Committee on Medical Internal Radiation Dose (MIRD)
Radiation dosimetry provides the fundamental quantities used for radiation protection, risk assessment, and treatment planning. The MIRD Committee develops standard methods, models, assumptions, and mathematical schema for assessing internal radiation doses from administered radiopharmaceuticals. The MIRD approach simplifies the problem of assessing dose for many different radionuclides—each with its unique radiological characteristics and chemical properties as labeled compounds—in the highly diverse biological environment represented by the human body, internal organs, tissues, fluid compartments, and cells. The virtue of the MIRD approach is that it systematically reduces complex dosimetric analyses to methods that are relatively simple to use, including software tools for experimental and clinical use.

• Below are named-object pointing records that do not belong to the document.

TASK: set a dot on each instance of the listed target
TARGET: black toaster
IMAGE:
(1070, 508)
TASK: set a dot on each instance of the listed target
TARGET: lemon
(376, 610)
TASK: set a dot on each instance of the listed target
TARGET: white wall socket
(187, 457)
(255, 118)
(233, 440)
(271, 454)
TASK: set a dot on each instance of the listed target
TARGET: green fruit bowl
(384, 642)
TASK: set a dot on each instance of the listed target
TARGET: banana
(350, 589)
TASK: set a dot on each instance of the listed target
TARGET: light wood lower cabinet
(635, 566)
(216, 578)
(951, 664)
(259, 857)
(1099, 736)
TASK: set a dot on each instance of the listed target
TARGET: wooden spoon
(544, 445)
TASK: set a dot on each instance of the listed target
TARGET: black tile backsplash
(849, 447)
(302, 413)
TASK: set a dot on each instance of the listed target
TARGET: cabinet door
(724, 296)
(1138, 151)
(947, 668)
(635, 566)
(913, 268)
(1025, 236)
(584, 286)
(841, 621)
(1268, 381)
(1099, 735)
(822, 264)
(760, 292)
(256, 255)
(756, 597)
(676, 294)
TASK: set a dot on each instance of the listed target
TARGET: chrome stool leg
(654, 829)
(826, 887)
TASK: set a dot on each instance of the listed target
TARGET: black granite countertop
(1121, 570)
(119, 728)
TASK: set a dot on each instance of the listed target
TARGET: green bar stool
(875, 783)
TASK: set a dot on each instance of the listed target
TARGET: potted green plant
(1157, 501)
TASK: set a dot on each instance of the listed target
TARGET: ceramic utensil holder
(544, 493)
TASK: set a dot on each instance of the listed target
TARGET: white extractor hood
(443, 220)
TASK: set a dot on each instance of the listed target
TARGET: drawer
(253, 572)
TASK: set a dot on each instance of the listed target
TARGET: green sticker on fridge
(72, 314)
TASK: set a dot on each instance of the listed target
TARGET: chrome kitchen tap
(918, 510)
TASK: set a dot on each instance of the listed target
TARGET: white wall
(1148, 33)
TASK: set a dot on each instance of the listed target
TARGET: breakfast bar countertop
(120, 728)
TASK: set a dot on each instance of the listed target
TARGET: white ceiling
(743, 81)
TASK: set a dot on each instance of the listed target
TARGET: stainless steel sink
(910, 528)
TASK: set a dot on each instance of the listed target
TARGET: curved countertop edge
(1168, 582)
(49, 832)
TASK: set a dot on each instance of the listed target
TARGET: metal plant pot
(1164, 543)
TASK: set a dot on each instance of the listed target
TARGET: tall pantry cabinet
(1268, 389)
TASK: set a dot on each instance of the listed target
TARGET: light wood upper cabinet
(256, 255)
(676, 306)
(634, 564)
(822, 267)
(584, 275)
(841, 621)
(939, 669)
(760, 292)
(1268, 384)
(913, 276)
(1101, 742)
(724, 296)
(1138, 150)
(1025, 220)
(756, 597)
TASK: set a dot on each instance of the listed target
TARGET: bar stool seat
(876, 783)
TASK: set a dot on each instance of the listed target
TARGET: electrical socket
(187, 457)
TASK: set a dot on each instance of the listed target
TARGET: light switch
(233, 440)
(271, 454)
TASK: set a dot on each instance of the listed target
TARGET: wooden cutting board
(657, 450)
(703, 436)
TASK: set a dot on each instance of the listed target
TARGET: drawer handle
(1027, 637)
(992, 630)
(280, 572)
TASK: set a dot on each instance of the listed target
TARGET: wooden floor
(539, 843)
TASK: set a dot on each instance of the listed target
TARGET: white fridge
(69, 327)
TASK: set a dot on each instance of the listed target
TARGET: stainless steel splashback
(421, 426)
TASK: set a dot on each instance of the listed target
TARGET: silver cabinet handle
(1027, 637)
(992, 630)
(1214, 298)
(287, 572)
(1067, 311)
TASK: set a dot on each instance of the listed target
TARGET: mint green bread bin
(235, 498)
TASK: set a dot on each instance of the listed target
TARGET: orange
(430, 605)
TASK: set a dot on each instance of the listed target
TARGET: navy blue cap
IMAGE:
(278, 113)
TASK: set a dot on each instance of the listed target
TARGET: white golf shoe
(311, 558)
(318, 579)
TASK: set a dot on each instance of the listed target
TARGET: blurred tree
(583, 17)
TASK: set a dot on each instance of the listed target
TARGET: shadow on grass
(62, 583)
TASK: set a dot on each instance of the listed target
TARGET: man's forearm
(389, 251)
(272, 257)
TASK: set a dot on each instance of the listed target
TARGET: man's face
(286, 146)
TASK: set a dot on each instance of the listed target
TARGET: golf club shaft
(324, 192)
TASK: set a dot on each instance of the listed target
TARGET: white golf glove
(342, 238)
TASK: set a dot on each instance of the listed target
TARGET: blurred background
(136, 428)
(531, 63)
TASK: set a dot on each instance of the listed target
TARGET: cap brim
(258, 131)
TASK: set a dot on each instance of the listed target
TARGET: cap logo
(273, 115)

The absorbed dose is the amount of energy deposited by ionizing radiation per unit mass of tissue, typically measured in grays (Gy). It is a crucial metric for assessing the potential biological effects of radiation on specific organs or tissues.
To manually calculate the absorbed dose for an organ, you need to know the energy deposited (E) in joules and the mass (m) of the organ in kilograms. The absorbed dose (D) is then calculated using the formula D = E/m. This requires detailed knowledge of the radiation energy and the organ's mass.
Several factors influence the absorbed dose to an organ, including the type and energy of the radiation, the organ's size and density, the distribution of the radiation source, and the presence of any shielding materials that might attenuate the radiation.
Calculating the absorbed dose for specific organs is important because different organs have varying sensitivities to radiation. This information helps in assessing the potential risk of radiation-induced damage, guiding medical treatments, and ensuring safety in radiation therapy and radiological protection.
Manual absorbed dose calculations can be limited by the accuracy of the input data, such as the precise energy deposition and the exact mass of the organ. Additionally, manual calculations may not account for complex geometries and heterogeneous tissue compositions, potentially leading to less accurate dose assessments compared to computational methods.